Prep Time 10 minutes
Cook Time 25 minutes
Servings 4

Ingredients
  

  • 1 tbsp olive oil or avocado oil
  • 1 small onion diced
  • 2 garlic cloves minced
  • 2 medium carrots diced
  • 2 celery stalks diced
  • 1 cup frozen peas
  • 1 cup corn kernels fresh or frozen
  • 2 cups cooked chicken breast shredded or diced
  • 4 cups low-sodium chicken broth
  • 1 cup milk of choice almond, low-fat, or oat milk
  • 2 tbsp whole wheat flour or almond flour
  • ½ tsp dried thyme
  • ½ tsp dried parsley
  • ½ tsp salt
  • ¼ tsp black pepper
  • Optional: dash of nutmeg

Instructions
 

  • Heat oil in a large pot over medium heat. Add onion, carrots, and celery; sauté 5–6 minutes until softened. Stir in garlic and cook 30 seconds.
  • Sprinkle flour over vegetables, stir, and cook 1 minute.
  • Gradually pour in broth while whisking to prevent lumps. Add thyme, parsley, salt, pepper, and nutmeg. Bring to a gentle boil.
  • Reduce heat, add shredded chicken, and simmer 10–12 minutes.
  • Stir in milk, peas, and corn. Cook 5–7 minutes until creamy and thickened.
  • Taste and adjust seasoning.

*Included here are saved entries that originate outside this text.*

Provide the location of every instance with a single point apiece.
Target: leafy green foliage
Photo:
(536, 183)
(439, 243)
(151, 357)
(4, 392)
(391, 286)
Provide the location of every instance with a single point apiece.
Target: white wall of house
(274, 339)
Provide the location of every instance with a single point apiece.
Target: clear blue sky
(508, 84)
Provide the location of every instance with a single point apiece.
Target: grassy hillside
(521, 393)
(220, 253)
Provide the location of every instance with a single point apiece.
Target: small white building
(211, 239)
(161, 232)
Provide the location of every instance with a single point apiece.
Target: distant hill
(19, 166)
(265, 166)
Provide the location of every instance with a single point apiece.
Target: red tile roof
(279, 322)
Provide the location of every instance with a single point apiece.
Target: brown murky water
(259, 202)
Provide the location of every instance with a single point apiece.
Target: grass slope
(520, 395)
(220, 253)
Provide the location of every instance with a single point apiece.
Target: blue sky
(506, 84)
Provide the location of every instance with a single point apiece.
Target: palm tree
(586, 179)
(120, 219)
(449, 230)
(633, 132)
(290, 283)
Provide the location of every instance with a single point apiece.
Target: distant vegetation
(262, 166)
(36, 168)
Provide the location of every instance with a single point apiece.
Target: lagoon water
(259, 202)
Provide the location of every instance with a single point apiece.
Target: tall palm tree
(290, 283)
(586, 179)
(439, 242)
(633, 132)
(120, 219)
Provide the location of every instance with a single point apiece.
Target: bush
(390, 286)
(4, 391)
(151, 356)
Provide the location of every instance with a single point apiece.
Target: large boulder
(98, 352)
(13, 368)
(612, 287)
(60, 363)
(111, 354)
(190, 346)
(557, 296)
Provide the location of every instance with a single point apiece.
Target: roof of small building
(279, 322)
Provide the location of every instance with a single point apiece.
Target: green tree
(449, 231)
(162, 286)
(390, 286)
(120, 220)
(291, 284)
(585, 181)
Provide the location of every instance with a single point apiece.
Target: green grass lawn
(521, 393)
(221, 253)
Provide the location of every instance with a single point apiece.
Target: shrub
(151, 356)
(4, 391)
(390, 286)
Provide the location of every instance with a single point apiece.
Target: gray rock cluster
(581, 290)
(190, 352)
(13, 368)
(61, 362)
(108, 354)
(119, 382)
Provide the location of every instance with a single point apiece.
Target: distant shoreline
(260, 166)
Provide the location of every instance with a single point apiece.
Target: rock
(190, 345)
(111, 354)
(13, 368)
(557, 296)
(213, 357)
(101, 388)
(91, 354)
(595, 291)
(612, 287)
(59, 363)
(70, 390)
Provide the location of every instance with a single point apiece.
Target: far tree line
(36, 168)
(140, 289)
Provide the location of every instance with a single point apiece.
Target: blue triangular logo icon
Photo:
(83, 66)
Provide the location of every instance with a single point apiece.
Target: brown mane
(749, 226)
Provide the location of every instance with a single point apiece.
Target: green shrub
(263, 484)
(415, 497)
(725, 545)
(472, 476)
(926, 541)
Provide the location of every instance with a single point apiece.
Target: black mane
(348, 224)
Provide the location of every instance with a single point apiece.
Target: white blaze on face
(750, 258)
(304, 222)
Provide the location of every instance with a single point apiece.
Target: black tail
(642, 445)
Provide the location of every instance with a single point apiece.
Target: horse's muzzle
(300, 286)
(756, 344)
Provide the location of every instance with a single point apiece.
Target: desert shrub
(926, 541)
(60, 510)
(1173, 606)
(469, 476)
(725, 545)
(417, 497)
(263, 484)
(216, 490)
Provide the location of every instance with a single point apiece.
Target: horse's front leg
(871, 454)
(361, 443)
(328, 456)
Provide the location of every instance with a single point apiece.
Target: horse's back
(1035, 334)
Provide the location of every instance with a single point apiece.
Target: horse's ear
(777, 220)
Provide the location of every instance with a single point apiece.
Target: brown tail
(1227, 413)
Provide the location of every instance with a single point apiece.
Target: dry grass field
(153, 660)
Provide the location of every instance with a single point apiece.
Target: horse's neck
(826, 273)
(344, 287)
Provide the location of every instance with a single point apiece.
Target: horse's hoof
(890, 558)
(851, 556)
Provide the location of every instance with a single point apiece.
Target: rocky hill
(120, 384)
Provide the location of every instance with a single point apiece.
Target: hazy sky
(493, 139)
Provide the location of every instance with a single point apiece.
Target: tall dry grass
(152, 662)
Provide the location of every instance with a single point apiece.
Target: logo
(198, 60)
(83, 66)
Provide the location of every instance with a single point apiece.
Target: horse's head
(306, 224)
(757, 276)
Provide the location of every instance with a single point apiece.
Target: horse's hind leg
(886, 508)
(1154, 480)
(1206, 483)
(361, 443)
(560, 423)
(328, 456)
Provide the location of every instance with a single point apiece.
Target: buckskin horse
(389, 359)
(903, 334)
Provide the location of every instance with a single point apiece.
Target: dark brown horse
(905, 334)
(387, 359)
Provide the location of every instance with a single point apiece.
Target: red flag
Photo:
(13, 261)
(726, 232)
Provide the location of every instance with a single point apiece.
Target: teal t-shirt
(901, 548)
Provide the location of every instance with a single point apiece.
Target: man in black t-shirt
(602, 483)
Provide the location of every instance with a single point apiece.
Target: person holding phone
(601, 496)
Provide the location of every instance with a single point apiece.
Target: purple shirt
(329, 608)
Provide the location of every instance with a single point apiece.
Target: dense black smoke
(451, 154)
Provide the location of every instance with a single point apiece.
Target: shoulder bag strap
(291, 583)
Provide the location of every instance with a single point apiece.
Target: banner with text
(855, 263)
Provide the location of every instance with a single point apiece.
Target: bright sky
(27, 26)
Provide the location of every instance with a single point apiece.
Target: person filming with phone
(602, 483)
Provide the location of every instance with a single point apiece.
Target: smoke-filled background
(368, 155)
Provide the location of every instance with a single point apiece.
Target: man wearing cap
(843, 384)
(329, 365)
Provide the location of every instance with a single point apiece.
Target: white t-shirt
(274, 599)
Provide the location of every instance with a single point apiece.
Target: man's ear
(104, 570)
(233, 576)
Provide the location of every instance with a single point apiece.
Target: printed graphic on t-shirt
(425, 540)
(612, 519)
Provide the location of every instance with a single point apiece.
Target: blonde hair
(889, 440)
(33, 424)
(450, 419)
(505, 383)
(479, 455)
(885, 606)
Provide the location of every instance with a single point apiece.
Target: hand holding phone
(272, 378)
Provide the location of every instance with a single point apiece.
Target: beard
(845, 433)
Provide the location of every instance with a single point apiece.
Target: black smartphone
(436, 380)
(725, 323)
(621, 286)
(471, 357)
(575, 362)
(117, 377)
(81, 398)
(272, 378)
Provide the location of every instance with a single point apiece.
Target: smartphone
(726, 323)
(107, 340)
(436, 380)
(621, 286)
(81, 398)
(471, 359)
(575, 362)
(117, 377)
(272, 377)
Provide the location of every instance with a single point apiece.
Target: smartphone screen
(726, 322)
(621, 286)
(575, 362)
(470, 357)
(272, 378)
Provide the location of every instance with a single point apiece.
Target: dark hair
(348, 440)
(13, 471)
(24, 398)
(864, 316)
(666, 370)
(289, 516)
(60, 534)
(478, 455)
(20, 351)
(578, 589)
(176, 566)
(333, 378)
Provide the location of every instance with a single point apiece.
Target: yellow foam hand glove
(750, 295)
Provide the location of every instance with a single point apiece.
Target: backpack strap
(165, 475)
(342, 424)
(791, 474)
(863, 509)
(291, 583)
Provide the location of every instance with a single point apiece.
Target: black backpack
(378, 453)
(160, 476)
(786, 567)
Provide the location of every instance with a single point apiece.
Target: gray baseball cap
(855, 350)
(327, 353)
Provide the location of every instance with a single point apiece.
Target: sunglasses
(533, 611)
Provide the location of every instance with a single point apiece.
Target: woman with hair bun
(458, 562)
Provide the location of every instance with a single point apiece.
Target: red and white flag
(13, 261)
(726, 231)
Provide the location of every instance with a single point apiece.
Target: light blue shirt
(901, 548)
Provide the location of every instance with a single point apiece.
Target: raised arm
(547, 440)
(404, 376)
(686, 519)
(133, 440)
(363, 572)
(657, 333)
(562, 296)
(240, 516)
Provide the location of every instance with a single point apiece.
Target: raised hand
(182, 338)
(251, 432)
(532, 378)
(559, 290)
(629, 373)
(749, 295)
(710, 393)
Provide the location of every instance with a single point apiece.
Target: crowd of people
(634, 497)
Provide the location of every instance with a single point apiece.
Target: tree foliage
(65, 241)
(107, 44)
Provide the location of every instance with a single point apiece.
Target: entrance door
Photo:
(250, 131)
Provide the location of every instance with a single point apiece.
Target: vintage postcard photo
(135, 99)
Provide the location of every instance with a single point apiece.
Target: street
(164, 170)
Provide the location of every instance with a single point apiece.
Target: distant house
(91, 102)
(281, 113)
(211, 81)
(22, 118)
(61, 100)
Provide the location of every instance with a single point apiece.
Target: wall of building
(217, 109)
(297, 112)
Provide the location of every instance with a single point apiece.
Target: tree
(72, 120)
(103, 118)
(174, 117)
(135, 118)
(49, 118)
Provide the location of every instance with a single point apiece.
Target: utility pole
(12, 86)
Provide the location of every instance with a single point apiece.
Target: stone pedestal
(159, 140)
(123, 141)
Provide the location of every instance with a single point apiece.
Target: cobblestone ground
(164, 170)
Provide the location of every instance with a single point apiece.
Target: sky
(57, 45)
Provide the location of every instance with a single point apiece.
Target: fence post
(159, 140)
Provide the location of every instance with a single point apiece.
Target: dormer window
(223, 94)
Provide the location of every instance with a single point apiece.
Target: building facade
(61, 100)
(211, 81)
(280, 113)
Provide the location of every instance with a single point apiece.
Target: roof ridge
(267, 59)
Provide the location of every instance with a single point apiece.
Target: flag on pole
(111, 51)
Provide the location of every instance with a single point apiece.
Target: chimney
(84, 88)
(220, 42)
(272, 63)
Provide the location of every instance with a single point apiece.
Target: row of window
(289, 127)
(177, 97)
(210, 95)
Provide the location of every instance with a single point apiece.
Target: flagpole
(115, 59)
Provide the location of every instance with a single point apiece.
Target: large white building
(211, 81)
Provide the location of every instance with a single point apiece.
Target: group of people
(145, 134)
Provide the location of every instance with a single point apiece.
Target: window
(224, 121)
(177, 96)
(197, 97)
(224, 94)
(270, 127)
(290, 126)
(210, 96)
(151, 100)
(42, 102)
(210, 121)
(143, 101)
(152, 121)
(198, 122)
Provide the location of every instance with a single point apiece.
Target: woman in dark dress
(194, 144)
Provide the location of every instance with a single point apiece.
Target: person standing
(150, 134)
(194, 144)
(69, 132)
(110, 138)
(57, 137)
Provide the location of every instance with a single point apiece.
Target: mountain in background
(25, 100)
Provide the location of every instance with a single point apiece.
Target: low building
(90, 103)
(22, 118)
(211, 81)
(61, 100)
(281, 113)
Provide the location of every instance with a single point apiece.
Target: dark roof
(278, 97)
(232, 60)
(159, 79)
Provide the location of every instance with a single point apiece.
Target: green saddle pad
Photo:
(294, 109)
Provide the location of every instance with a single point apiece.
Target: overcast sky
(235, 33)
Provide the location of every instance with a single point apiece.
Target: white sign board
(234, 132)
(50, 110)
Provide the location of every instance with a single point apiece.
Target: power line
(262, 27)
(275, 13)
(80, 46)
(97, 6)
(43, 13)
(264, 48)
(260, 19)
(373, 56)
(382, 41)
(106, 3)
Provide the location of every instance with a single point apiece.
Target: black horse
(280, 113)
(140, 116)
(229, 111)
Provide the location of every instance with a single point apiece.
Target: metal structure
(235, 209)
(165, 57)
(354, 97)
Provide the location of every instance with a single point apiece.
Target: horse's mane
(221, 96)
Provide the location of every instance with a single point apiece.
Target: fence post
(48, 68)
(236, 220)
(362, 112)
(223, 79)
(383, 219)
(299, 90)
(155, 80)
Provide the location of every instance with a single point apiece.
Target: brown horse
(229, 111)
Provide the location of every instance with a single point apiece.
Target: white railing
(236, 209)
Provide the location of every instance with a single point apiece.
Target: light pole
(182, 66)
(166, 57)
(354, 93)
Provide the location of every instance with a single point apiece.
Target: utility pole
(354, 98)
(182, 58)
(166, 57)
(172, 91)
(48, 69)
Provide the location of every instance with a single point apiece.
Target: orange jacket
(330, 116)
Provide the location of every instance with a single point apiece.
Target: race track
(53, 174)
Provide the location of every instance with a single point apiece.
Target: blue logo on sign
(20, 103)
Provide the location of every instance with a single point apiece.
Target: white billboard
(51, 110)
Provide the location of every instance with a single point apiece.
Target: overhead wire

Simmer longer for a thicker soup or add milk for a lighter texture.
  • Garnish with fresh parsley and serve warm.

Notes

Serve with a side salad, whole-grain biscuits, or crusty toast.
Top with puff pastry squares for a true pot pie feel.
Storage & Reheating
Refrigerate up to 4 days.
Freeze up to 2 months.
Reheat on the stove, adding broth or milk if too thick.